Gewinner der ersten vier Wochen Trabrennsport in Deutschland sind auf jeden Fall die Aktiven. Für die Rennstallbesitzer gab es im Januar 139.105 Euro (66 %) mehr an Rennpreise zu gewinnen als im Vorjahr. Insbesondere der Süden erlebte einen Rennpreiszuwachs von 59.085 Euro oder gigantische 322 Prozent.

Diese erfreuliche Meldung wird leider getrübt durch eine katastrophale Umsatzbilanz im Inland. Die Bahnumsätze gingen um 30 Prozent zurück, die Außenumsätze um 23 Prozent. Sowohl bei den Rennpreisen als auch bei den Umsätzen zeigten sich die Auswirkungen der PMU-Rennen sehr deutlich. Während die Rennpreise von den Provisionen aus Frankreich gespeist werden, verlieren die heimischen Rennbahnen auf Grund ungewöhnlicher Veranstaltungszeiten immer mehr an Stammkundschaft. Man macht sich abhängig. Auch die finanzielle Basis des HVT gerät ins Wanken.

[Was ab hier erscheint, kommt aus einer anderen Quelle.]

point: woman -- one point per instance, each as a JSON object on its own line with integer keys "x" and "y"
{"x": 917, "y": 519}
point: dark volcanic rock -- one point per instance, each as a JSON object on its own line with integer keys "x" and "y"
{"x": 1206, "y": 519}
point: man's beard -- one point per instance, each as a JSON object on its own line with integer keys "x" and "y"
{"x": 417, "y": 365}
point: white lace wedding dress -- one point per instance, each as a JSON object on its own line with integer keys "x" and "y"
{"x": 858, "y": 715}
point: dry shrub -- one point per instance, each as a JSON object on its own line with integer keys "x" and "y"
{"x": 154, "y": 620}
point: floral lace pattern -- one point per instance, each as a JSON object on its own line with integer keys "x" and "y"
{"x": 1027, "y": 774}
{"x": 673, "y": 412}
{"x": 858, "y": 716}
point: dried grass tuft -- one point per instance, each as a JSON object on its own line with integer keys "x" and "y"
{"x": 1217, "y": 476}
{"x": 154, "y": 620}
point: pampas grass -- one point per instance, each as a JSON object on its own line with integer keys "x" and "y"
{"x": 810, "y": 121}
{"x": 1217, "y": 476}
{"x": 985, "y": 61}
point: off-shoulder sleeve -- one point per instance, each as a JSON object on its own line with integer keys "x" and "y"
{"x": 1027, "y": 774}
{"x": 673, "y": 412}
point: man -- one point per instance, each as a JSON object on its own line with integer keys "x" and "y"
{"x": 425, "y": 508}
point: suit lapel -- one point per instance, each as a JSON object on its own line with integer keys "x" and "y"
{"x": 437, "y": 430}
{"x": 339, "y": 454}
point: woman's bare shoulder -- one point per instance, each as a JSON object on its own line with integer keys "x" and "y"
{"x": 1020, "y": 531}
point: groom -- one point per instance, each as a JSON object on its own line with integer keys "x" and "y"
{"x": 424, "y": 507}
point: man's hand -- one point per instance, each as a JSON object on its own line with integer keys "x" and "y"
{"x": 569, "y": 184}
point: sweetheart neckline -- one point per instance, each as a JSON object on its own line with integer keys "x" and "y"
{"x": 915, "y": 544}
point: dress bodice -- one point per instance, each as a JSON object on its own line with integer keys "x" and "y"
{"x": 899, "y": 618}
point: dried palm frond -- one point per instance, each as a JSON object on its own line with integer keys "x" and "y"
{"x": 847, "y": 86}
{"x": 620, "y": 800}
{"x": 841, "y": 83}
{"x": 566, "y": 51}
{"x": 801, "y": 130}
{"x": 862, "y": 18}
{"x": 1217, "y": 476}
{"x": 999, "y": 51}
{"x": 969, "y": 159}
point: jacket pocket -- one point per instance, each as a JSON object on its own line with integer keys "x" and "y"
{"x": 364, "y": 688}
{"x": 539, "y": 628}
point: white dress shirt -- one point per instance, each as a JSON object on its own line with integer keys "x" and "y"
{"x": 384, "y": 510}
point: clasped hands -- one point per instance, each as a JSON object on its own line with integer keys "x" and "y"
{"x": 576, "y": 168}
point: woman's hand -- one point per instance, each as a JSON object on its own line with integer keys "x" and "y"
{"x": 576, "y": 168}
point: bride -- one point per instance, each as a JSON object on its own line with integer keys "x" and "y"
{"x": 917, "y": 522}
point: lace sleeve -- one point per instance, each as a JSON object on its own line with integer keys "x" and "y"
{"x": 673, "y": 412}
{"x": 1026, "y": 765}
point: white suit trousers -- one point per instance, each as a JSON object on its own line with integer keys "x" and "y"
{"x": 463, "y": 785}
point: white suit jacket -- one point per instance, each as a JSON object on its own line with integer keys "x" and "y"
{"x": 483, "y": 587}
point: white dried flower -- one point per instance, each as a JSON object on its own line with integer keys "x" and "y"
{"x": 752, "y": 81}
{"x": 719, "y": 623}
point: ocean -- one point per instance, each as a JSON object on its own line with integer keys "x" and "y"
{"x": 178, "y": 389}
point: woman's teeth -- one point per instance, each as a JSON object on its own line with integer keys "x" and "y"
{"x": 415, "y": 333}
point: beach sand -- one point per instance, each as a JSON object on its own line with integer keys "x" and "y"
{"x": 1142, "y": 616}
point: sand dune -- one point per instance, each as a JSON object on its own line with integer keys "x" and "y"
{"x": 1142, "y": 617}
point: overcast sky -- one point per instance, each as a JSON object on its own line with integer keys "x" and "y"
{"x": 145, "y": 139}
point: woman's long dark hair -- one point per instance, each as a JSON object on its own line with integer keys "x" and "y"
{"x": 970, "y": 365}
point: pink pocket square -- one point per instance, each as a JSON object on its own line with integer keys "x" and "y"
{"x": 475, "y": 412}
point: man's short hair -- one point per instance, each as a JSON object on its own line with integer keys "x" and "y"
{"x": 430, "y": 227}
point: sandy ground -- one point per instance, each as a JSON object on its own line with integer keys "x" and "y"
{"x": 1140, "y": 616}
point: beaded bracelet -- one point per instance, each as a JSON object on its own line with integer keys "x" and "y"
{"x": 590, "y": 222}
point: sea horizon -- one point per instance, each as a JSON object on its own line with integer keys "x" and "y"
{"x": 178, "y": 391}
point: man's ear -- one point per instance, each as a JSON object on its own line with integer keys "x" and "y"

Allein die Zahlen der „Trutzburg“ Hamburg weisen in eine andere Richtung. Als einzige Trabrennbahn Deutschlands weist der Rennverein in jeder Beziehung eine positive Monatsbilanz aus.

Zu den Gewinnern der ersten Wochen des Jahres zählt auch der Zuchtfonds mit Einnahmen von 12.491,40 Euro. Das bedeutet, 36 Prozent aller Rennpreise wurden von Pferden ausländischer Zuchten gewonnen.